Market conditions were described as “tough”, with companies taking longer to hire.
And even though I don’t own shares in Hays, I believe its results are a warning sign that the UK economy might not be in a good state. I think the performance of recruitment agencies is a barometer for the health of the wider economy. If business leaders don’t have confidence they’re not going to hire new staff.
Of course, it may be the case that Hays is unrepresentative of the market.
However, Page Group — another FTSE 250 recruitment company — painted a similar picture in August, when it reported its half-year results to 30 June 2024. It said the market was “tough” and reported a 13.1% fall in revenue.
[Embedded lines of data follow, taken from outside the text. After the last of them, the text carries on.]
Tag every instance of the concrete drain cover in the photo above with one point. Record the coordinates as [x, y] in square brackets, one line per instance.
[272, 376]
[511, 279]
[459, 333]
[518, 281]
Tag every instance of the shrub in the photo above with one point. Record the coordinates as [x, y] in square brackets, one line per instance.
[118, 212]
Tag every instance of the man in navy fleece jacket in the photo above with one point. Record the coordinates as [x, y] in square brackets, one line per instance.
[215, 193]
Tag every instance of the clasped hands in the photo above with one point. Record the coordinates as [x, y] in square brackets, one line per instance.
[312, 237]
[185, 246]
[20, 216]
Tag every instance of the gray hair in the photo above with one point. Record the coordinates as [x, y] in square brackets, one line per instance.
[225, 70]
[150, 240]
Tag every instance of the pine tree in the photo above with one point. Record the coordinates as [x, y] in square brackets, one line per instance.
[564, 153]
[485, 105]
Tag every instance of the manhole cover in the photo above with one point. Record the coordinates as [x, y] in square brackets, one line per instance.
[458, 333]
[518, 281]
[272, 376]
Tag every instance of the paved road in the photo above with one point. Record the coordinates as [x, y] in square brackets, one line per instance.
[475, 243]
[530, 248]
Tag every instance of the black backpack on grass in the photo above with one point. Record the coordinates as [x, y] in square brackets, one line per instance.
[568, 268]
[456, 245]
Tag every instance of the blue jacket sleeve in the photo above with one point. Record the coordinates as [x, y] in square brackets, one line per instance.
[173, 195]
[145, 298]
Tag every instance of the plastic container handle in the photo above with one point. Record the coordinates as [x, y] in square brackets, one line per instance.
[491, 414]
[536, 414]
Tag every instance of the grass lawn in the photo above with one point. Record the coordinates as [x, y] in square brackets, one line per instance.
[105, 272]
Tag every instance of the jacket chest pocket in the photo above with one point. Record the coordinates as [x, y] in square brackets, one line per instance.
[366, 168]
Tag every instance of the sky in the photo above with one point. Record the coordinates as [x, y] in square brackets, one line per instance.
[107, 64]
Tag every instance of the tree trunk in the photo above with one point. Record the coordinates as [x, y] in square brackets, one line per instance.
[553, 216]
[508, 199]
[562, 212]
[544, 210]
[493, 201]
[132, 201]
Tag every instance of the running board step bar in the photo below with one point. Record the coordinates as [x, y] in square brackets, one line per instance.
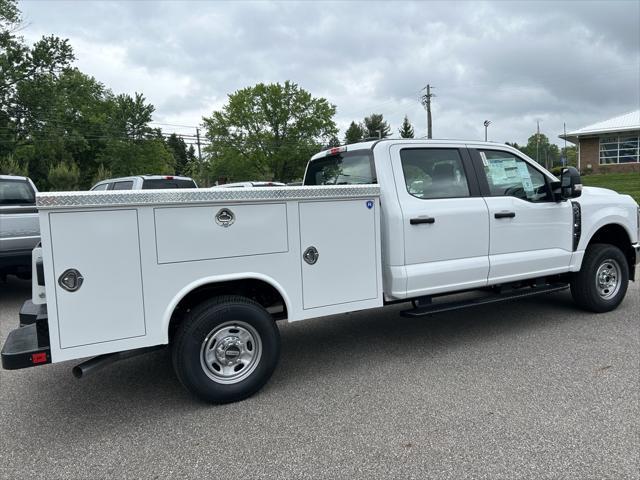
[524, 292]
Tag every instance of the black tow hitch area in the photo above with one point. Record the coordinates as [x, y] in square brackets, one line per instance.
[28, 346]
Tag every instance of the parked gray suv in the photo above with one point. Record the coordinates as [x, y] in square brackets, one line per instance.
[19, 225]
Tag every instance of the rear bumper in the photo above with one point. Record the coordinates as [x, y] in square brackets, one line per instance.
[28, 345]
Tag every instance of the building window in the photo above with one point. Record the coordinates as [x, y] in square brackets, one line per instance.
[619, 149]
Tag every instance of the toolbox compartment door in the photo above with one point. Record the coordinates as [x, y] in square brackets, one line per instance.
[104, 247]
[188, 234]
[343, 232]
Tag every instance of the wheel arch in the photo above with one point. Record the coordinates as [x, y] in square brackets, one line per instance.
[617, 235]
[259, 287]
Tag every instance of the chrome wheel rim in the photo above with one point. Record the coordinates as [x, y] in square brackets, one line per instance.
[608, 279]
[231, 352]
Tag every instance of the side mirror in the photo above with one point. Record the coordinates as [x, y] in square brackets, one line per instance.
[570, 183]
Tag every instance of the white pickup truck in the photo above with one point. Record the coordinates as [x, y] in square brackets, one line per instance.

Basic earnings per share fell 61%.
Falling out of fashion
The luxury goods market is also showing signs of struggling.
This is often the first to be affected when there’s trouble ahead. Burberry issued a profits warning in July and replaced its chief executive. Aston Martin Lagonda has cut its sales forecast this year by 1,000 cars.
If that wasn’t enough, the nation’s finances appear to be in bad shape.
According to the Institute of Fiscal Studies, the Chancellor might need to fill a ‘black hole’ of anything up to £25bn, when she delivers her first budget on 30 October.
The Guardian claims that the Treasury is modelling an increase in capital gains tax of up to 39%. But this could encourage investors with deeper pockets to take their money elsewhere.
To add to the gloom, the Prime Minister’s refused to rule out an increase in employer’s national insurance contributions. There’s even talk of a ‘windfall tax’ on Britain’s banks. Whatever the rights or wrongs of these policies, they’re not going to boost investor sentiment.
To compound matters, figures released on 11 October show that the UK economy is growing, but not by very much.
There’s too much despondency around for my liking.
Does it really matter?
However, many academic studies have found there’s little correlation between economic growth and the performance of the stock market. In fact, Jay Ritter of the University of Florida, found an inverse relationship.
Alex Bryan looked at returns from 1988 to 2015, in 41 countries. His findings support Ritter’s conclusion (see chart below).
Indeed, UK equities are dominated by the FTSE 100, whose members earn approximately 70% of their revenue from overseas. This helps mitigate any issues caused by problems back home.
It sounds as though I’m guilty of over-thinking things. I need to remind myself that successful investing requires taking a long-term view and ignoring the ‘lumps and bumps’ that come along from time to time.